The grieving process then, involves 3 steps:-
Step 1. Shock/Denial – Is this really happening, I did everything right..
Step 2. Anger/Guilt/Depression - , Why is this happening to me? (And especially if, like me, you have had to deal with infertility) I came so close in actually realizing my dreams, I will be so sad and depressed for a while.

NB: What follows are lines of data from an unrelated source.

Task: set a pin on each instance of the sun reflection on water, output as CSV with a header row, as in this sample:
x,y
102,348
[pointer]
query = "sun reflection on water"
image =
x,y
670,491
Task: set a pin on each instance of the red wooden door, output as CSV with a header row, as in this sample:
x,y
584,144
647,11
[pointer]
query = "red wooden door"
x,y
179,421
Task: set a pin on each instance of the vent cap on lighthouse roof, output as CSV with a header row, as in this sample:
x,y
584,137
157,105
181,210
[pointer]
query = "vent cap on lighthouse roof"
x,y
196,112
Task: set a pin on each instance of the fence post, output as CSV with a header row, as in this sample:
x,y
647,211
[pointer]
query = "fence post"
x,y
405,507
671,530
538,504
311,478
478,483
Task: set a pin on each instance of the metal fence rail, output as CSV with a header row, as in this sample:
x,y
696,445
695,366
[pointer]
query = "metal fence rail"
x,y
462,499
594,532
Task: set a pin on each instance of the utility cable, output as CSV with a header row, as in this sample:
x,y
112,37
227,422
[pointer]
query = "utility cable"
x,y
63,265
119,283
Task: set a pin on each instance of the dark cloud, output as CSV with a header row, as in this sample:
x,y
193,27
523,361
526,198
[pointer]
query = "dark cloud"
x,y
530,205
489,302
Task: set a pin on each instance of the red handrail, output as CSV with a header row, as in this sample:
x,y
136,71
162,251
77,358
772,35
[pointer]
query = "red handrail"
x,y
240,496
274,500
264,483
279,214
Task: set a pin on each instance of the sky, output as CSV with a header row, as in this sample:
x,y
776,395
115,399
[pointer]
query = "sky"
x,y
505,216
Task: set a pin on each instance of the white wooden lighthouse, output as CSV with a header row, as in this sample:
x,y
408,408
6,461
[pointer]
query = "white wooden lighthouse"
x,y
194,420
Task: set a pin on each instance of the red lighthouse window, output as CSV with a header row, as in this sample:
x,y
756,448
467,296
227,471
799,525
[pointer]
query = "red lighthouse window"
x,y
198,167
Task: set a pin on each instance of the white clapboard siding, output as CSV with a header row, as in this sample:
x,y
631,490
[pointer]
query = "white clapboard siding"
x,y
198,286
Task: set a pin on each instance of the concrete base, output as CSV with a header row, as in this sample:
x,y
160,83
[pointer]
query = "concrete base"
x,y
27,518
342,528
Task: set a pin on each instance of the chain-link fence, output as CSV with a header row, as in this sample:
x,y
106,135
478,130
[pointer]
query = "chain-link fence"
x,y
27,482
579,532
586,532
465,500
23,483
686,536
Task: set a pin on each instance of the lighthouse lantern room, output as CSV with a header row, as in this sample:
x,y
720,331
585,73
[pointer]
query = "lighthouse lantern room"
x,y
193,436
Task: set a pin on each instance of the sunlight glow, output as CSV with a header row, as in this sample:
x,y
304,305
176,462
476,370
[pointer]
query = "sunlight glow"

Step 3. Acceptance : Well, the Lord giveth and he taketh away, I might as well accept this and look towards a better plan he has for me.. Other women have experienced this and they made it through.
Please note,  there is no set timeframe for each step because you may suffer setbacks along the way. Certain things like baby showers/christening, visits to your OB/GYN, insensitive comments etc might hamper your grieving process.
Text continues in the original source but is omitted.